New system, new opportunities
I’m using a new system for my contacts, my leads, my to-do list … hell, my conscience even! It’s taking the place of various other failed systems – other web apps, spreadsheets, pieces of paper, mental anguish.
And, as with any new system, you work with it for a while, get a feel for it, start fitting in with it. You adapt to it until you’re happy enough with it and gradually take it for granted. But the danger is, in the meantime, you might not see it all and miss features and opportunities and force yourself to put up with shortcomings.
And only if you’re careful and diligent, (or perhaps if you’re lucky enough to have a direct line to the bizarre and bottomless mind of the creator) do you learn in full what is possible.
The Next Action approach
So there was I thinking the (what I call) horizontal Next Action concept of OnePageCRM was so bloody good.
How the hell did I survive without it up till now?
Basically, OnePageCRM lets you set the Next Action you simply must take to move this damn prospect/client/job/whatever along and get it over the line/past the milestone/done/whatever.
Then, once you’ve done it you get the (strangely thrilling) satisfaction of ticking the tick box and watching it get crossed out. Mmmmm.
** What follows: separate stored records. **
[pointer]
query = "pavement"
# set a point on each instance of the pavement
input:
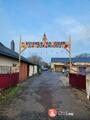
(45, 91)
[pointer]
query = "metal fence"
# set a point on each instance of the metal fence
(8, 69)
(9, 76)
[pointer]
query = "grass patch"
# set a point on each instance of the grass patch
(9, 93)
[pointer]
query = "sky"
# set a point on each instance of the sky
(57, 18)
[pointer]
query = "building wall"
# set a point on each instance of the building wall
(58, 68)
(6, 61)
(54, 66)
(35, 69)
(31, 70)
(24, 71)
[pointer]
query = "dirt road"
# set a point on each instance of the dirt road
(46, 91)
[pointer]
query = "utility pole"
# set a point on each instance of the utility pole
(70, 61)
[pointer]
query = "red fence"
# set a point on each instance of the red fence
(77, 81)
(8, 80)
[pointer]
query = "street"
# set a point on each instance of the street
(45, 91)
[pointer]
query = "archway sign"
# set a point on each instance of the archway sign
(46, 44)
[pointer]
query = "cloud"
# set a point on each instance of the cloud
(74, 27)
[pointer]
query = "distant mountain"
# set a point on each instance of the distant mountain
(83, 55)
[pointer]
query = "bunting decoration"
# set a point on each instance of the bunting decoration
(44, 44)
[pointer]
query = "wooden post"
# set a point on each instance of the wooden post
(19, 56)
(70, 54)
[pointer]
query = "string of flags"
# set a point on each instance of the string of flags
(44, 44)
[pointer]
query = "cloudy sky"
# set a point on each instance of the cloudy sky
(57, 18)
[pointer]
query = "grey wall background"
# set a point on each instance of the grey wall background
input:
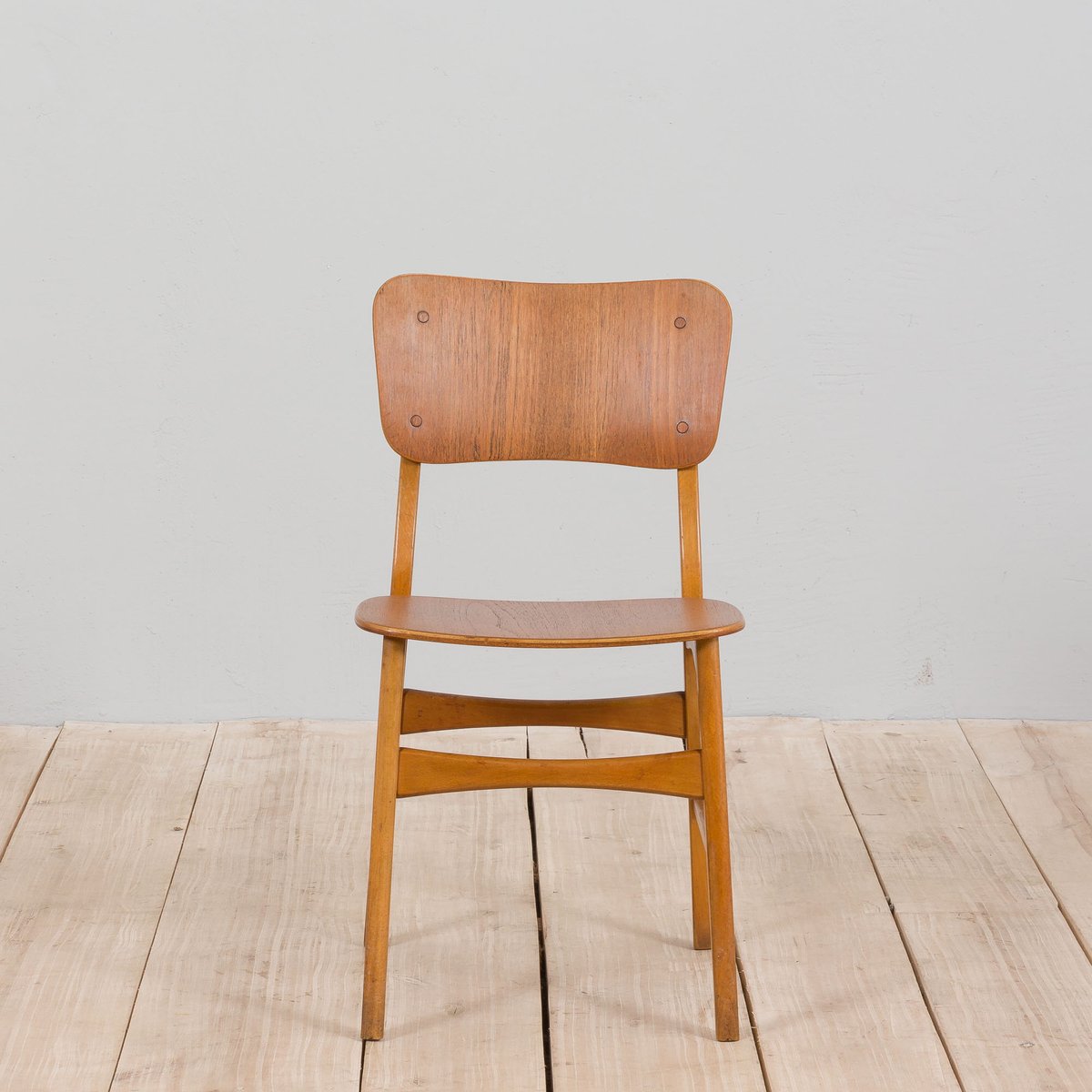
(201, 199)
Then you set the next Next Action, and before you know it, you have the bugger out of the way altogether and the money on its way to your bank account.
How good does it get!
But then, I happened to be talking to Monsieur FitzGerald (as you do!) about the idea of being able to sort the Next Actions.
He pointed out the bloody obvious to my dull mind, vis a vis: it’s already sorted (you schmuck!), you just have to refresh your bloody browser. Ooops! And lo and behold, the golden list of all my next tasks appeared before me: a to-do list.
Not just a what-to-do-next-for-this-particular-client to-do list. But a complete do-list.
All I had to do (sorry!) to perfect it was diligently set the proper dates for when each horizontal Next Action had to be done. And then I had my beautifully chronologically sorted vertical next-item-on-the-agenda-please to-do list!